Ed Miliband Hits Back At ‘Showbiz’ Culture In Politics

Ed Miliband Says There’s More to Leading The Country Than Being Able To Eat A Bacon Sandwich Fashionably



David Cameron better watch out as Labour leader Ed Miliband has launched the 2015 elections offensive with a steering speech about values and integrity in politics.

Mr Miliband told supporters he was the man to vote for if they wanted a leader who genuinely cared about them, even though he might not look as great in a photo as David Cameron.

Photo: Michael Tubes

Photo: Michael Tubes














In a speech marking the launch of the Labour party’s summer campaign, Ed Miliband sought to candidly address perceived issues about his appearance off and on camera and criticism about his leadership style.

The labour leader said that image had become more important than substance in today’s political landscape with ‘images and soundbites’ perceived more important than decency adding that this had to change.

He slammed the media and other politicians for turning politics into ‘showbiz’ with a game of “who is up and who is down” in the popularity stakes.

Miliband argued that if the current ‘celebrity’ culture which had permeated politics was allowed to continue, people who genuinely wanted to make change could be discouraged.

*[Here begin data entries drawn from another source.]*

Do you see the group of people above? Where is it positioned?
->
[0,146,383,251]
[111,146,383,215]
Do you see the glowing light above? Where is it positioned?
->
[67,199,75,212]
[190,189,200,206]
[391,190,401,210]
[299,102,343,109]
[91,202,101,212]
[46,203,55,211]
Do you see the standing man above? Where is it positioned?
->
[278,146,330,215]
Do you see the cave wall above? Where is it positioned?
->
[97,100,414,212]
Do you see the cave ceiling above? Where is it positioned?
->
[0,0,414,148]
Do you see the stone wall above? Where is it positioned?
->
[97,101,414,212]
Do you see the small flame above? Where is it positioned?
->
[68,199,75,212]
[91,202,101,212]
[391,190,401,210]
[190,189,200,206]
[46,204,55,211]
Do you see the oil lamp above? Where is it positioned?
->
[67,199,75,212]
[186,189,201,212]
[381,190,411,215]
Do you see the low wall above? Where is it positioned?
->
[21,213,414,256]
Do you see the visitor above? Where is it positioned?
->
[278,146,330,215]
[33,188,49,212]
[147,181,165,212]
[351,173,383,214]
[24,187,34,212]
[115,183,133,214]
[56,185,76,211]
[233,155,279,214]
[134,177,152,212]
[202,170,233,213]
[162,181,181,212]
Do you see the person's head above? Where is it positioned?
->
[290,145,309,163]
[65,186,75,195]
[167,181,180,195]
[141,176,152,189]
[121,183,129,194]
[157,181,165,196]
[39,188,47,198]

In response to some rather unflattering photos of his encounter with a bacon sandwich during a whirlwind UK tour last month, Miliband said he could never compete with David’s Cameron smooth and sophisticated persona and that he didn’t intend to.

“I am determined that at the next election we give people a choice about the kind of leadership they can have,” he said.

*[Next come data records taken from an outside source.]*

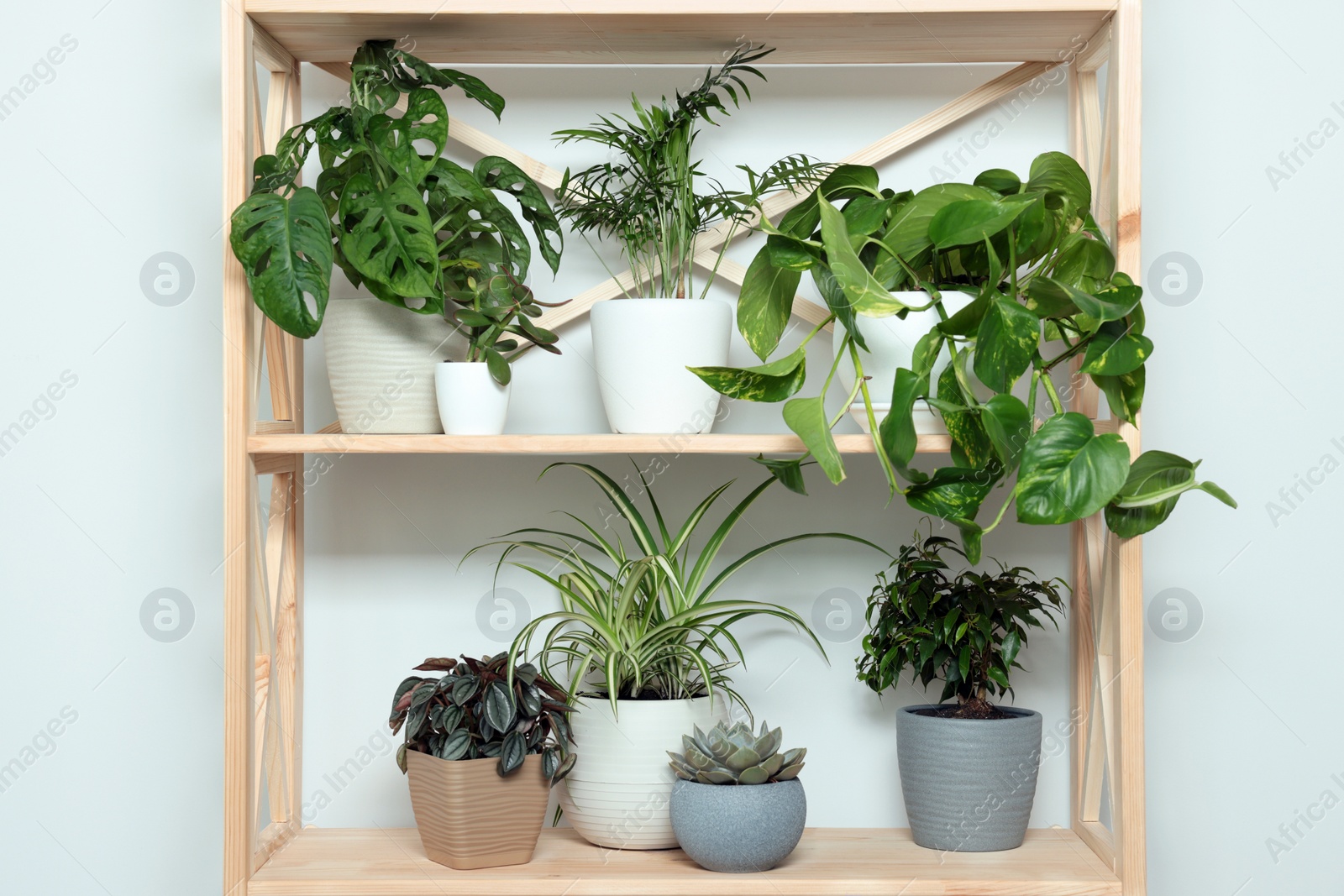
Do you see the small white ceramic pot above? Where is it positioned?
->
[559,696,728,849]
[589,298,732,432]
[323,296,466,432]
[434,361,513,435]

“David Cameron is a very sophisticated and successful exponent of a politics driven by image. I am not going to able to compete with that. And I don’t intend to.”

Ed Miliband speaking at the Royal Institute of British architects Photo: Michael Tubes

Ed Miliband speaking at the Royal Institute of British architects
Photo: Michael Tubes














“I want to offer something different. He made his name as Leader of the Opposition for some fantastic photos, like hanging out with huskies in the Arctic Circle. I congratulate him for it.”

The speech, largely risky as it came across as a confessional, is seen as Ed Miliband’s attempt to let people see him candidly, even making self deprecating remarks about his uncanny resemblance to Wallace– the cartoon character, admitting that projecting the perfect image was not his strongest strength.

“If you want the politician from central casting, it’s just not me, it’s the other guy,” said Miliband.

“And if you want a politician who thinks that a good photo is the most important thing, then don’t vote for me. Because I don’t.”

” I believe that people would quite like somebody to stand up and say there is more to politics than the photo-op.”

Ed Miliband-9

Photo: Michael Tubes

He said that politicians should be judged according to a ‘gold standard’ , with qualities such as empathy, someone with big ideas to change things and the principle to stick to their beliefs, although he admitted that even he might sometimes fall short of those standards.

Labour, he said was the party to vote for if Britons wanted real change and a better future.